I montaggi che derivarono da questa pratica tradirono da subito l’occhio di un testimone presente e vigile rispetto alla condizione di un paese tormentato. Il suo è soprattutto un lavoro di denuncia, che racconta l’asprezza della vita nelle zone industriali e minerarie di Johannesburg, gli abusi ed ingiustizie, i tanti volti dell’apartheid, la violenza del colonialismo, e lo fa tratteggiando, cancellando e disegnando di nuovo tutto ciò che affiora dall’esperienza personale e collettiva, dai quotidiani come dalla quotidianità. Questo processo del divenire, apparentemente così immediato e spontaneo e fondamentale per l’artista, spesso finisce per marcare profondamente la scena, a volte appesantendola nel tracciarne la sedimentazione di eventi e memorie. Oggi, quest’urgenza si è evoluta anche in grandi installazioni che coinvolgono elementi teatrali e musicali, performance ed opere in spazi pubblici, come il chiacchierato fregio di 550 metri intitolato Triumphs and Laments e realizzato sul Lungotevere.

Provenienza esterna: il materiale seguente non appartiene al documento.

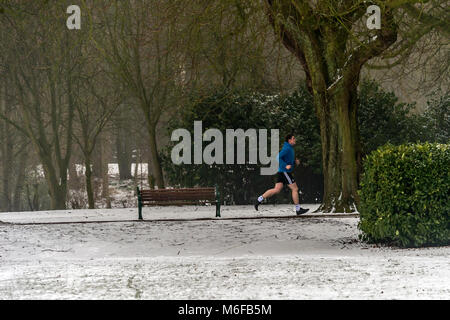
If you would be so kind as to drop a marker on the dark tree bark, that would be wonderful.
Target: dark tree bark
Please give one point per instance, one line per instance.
(332, 64)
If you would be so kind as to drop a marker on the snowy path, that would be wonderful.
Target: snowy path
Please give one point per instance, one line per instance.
(317, 258)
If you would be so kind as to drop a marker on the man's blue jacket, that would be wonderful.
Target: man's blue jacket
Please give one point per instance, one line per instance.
(286, 157)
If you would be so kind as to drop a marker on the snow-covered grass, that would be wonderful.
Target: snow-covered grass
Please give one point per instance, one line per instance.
(298, 258)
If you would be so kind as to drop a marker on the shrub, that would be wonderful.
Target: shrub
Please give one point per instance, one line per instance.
(405, 195)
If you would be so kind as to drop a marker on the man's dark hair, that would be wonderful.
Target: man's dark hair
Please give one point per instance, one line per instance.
(289, 136)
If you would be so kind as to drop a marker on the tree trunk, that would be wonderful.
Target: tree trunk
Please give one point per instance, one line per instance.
(341, 149)
(105, 173)
(154, 159)
(89, 189)
(17, 199)
(124, 158)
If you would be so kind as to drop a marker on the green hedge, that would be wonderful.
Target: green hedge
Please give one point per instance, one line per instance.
(405, 195)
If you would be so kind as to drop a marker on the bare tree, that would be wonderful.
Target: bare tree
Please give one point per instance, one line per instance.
(330, 40)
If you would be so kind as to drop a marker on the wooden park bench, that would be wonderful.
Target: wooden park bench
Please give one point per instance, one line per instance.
(179, 197)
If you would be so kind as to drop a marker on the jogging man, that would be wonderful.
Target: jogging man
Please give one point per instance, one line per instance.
(284, 175)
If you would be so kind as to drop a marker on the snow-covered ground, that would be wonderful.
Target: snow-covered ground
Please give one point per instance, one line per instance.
(307, 257)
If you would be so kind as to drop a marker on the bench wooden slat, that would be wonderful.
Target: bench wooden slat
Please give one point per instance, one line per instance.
(182, 196)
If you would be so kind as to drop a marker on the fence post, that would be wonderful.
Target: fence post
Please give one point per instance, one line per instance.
(139, 203)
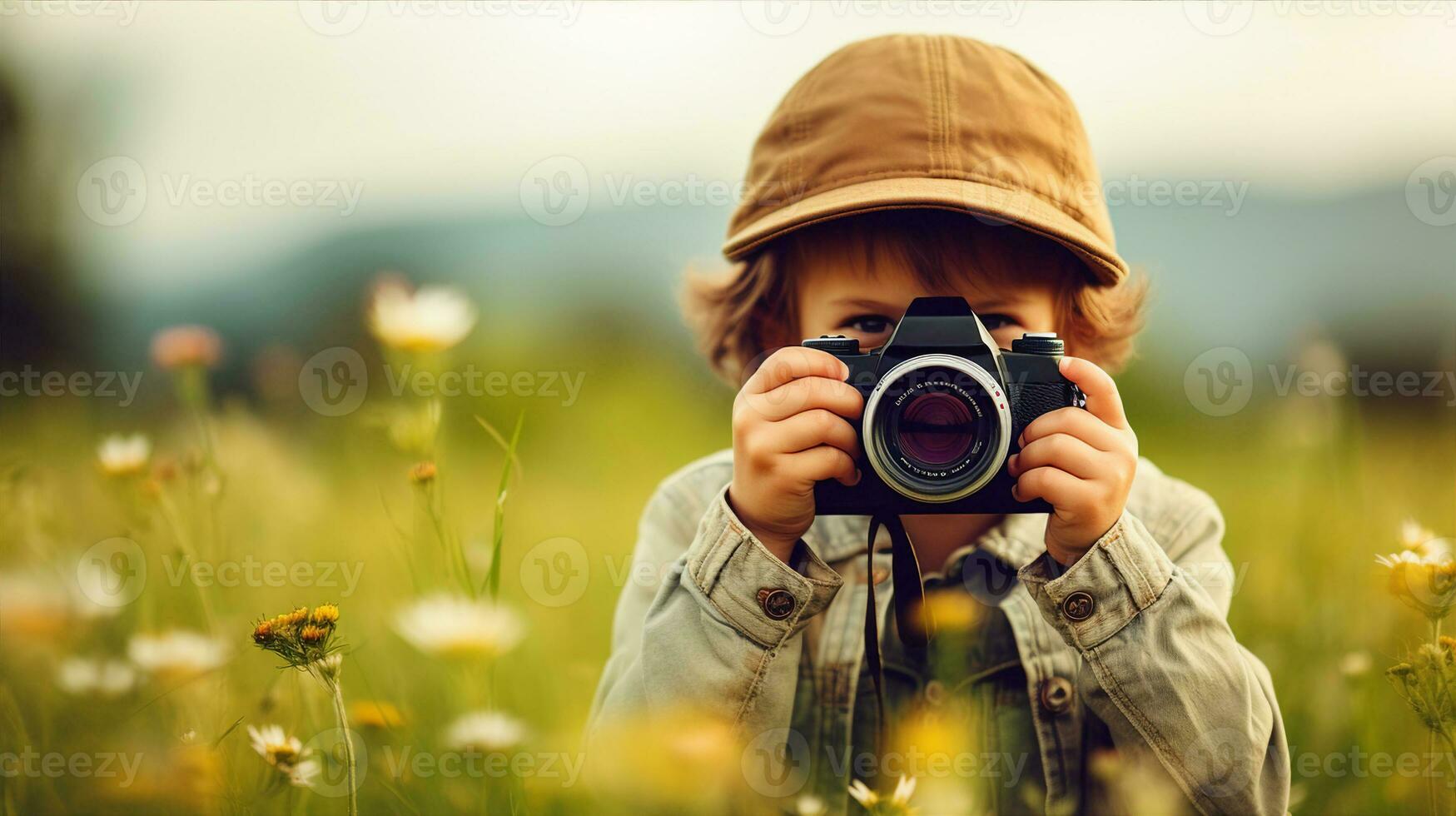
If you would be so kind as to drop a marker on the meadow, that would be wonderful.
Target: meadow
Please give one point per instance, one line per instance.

Il centro della mostra al Lousiana Museum of Modern Art è indubbiamente il concetto di umanità, raffigurata nelle sue tante sfaccettature: colonizzata, oppressa, in fuga ma anche intenta a sognare un futuro migliore. Con grande empatia e poesia, solcata a tratti da umorismo, le opere di Kentridge mostrano la forza e la tenacia di un’umanità che ha attraversato il mondo, spingendosi oltre i concetti di tempo e di ideologia.  “Gran parte di quanto succede nel mondo ci chiede di dargli un senso, specie la sofferenza umana. L’arte è un tentativo. Le mie opere accolgono l’esperienza quotidiana, la vita e gli oggetti domestici, la sensualità e le notizie drammatiche. Per me l’opera è più una domanda che una consolazione.”